Société d'Entreposage Pétrolier au Burundi (Burundi Petroleum Storage Company: SEP Burundi), is a private company that operates a fuel storage depot near the Port of Bujumbura in Burundi.

==Location==

SEP (Société d'entreposage de pétrole) operates oil storage facilities near the Port of Bujumbura.
The north jetty of the harbor is 330 m long, of which 150 m is used as an oil terminal.
The oil depot owned by SEP is about 1 km to the north of the port.
The depot is connected to the quay by an oil pipeline.
SEP also owned an oil depot in Gitega.

==History==

The Société d’Entreposage Pétrolier au Burundi (SEP-Burundi) was created in 1967 to enable supply of petroleum products to Burundi, the Democratic Republic of the Congo and Rwanda.
As of 1982 petrol products were imported by five companies: Finam Mobil, Texaco, Shell and BP.
These companies jointly owned SEP Burundi.

In 1983 and 1986 the Ntahangwa River flooded Bujumbura.
Houses were destroyed in the Buyenzi quarter, and damage was done to the stocks of SEP, COGERCO, RAFINA and the Port of Bujumbura.

In August 2019 the Council of Ministers, chaired by Pierre Nkurunziza, President of Burundi, decided to rehabilitate the SEP facility in close collaboration with Interpetrol, now the sole shareholder and manager of SEP-Burundi.

The port was damaged in 2023/2024 by floods that cause the waters of Lake Tanganyika to rise.
The oil jetty had been rehabilitated, but was submerged, and the pipelines had to be reinstalled.

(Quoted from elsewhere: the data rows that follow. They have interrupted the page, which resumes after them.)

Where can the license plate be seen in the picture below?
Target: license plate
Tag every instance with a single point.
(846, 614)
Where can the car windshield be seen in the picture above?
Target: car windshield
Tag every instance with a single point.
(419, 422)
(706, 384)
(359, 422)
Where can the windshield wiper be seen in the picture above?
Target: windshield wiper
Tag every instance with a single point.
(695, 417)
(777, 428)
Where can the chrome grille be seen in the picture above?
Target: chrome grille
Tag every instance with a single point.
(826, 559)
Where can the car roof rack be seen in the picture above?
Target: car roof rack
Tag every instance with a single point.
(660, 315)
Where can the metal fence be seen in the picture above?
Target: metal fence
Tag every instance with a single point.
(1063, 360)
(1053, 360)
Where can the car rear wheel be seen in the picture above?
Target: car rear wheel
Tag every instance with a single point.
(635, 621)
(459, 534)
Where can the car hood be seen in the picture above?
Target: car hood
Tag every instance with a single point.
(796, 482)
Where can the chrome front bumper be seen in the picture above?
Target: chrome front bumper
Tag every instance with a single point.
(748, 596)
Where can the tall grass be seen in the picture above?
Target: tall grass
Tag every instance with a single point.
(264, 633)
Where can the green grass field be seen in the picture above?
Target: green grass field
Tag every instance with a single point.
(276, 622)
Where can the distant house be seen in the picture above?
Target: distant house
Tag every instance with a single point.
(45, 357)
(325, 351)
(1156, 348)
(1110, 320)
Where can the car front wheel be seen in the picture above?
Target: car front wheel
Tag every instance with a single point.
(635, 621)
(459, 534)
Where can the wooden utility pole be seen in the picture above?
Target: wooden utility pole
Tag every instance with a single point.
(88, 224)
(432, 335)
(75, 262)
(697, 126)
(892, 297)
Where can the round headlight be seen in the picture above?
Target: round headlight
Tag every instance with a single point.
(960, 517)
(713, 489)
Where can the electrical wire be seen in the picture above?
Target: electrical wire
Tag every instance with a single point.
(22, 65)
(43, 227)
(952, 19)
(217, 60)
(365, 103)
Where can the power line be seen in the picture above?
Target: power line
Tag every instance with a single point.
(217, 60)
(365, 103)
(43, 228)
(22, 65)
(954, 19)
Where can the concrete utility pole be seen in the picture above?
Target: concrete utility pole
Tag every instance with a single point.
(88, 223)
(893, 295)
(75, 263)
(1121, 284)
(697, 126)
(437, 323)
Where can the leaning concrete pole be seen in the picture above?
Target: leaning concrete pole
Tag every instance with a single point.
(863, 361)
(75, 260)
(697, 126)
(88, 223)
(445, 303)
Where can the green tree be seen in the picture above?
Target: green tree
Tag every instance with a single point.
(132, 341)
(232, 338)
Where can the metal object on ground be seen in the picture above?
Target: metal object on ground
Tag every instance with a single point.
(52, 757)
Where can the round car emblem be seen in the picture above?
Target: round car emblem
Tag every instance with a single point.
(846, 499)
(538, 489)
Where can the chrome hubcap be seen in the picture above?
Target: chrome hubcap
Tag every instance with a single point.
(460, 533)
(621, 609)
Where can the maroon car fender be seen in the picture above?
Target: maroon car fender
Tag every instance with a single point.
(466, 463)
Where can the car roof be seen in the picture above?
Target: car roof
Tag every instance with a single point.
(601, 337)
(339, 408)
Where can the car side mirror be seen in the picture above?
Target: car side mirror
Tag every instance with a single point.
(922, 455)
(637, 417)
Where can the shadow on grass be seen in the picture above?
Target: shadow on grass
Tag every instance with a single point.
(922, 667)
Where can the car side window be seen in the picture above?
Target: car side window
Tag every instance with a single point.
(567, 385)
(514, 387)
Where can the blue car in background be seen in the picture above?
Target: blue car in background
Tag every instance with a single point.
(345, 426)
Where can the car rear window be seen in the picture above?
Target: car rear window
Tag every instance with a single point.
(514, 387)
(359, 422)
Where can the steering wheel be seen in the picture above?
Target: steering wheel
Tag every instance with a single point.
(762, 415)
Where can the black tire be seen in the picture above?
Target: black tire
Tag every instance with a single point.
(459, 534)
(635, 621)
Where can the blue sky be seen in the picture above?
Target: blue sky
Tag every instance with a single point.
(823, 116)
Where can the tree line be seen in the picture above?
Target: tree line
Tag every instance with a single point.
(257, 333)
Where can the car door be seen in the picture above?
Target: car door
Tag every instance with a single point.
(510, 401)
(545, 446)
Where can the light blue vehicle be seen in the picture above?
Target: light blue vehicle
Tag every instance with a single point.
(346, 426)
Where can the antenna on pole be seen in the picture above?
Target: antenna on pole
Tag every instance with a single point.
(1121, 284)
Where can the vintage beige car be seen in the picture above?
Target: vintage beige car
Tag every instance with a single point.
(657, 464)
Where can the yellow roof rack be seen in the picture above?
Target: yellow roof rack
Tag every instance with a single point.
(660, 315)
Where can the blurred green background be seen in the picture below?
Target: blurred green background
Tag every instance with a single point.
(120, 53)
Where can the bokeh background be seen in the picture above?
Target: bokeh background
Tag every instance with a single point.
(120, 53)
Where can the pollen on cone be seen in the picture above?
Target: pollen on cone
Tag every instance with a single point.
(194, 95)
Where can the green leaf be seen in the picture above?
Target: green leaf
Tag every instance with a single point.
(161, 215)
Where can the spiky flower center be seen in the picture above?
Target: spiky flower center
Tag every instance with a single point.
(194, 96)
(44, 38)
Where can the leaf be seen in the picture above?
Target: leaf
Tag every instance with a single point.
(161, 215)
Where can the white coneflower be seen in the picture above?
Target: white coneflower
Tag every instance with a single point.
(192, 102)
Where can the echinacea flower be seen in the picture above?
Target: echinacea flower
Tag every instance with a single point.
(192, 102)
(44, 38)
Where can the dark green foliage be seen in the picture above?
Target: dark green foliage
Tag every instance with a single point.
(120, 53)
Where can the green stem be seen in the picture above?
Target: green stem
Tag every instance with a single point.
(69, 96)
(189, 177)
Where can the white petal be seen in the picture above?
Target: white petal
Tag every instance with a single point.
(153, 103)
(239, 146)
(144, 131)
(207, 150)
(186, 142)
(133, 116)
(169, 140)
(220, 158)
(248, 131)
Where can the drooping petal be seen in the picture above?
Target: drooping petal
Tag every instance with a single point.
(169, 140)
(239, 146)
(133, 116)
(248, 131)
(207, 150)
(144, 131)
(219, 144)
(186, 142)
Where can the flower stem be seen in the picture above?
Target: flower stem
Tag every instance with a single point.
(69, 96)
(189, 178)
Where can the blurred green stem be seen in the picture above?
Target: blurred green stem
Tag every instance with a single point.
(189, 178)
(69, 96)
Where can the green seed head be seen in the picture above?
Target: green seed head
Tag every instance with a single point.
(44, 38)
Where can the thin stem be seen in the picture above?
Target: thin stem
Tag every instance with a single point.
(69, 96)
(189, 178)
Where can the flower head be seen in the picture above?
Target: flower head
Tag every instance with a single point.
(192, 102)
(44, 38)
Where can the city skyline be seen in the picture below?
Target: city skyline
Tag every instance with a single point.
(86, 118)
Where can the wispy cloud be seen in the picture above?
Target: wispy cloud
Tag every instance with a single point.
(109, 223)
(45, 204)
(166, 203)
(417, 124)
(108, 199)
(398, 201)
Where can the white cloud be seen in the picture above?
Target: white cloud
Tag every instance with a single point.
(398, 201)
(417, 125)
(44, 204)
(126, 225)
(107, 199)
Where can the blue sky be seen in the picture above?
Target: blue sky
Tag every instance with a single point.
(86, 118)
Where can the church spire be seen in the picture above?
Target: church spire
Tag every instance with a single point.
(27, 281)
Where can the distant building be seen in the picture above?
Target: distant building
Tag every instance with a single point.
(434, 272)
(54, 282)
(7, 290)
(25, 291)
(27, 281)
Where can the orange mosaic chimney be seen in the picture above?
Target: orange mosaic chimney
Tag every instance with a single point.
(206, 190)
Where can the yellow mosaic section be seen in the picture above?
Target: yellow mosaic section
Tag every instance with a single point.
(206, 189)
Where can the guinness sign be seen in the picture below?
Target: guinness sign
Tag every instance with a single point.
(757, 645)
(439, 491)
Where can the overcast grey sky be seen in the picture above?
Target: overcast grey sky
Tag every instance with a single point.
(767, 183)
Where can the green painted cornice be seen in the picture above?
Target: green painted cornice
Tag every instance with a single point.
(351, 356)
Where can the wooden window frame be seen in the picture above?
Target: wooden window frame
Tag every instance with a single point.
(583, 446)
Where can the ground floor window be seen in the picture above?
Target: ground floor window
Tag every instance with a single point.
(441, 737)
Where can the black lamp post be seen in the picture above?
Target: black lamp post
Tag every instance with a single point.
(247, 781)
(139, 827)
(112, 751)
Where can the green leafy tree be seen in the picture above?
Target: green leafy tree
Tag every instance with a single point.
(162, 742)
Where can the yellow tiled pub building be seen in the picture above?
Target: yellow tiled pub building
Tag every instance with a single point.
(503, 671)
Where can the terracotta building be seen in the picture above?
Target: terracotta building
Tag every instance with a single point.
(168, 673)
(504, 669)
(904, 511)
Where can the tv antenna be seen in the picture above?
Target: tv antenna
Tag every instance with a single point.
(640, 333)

Presidential decree 100/034 of 20 February 2024 created the Société Pétroliere du Burundi (SOPEBU) a publicly owned company, under the Ministry of Energy.
The company was to organize, coordinate and centralize Burundi's orders for oil products, establish a physical stock that would last at least three months, import oil and gas products and distribute oil products fairly to different parts of the counmtry, among other duties.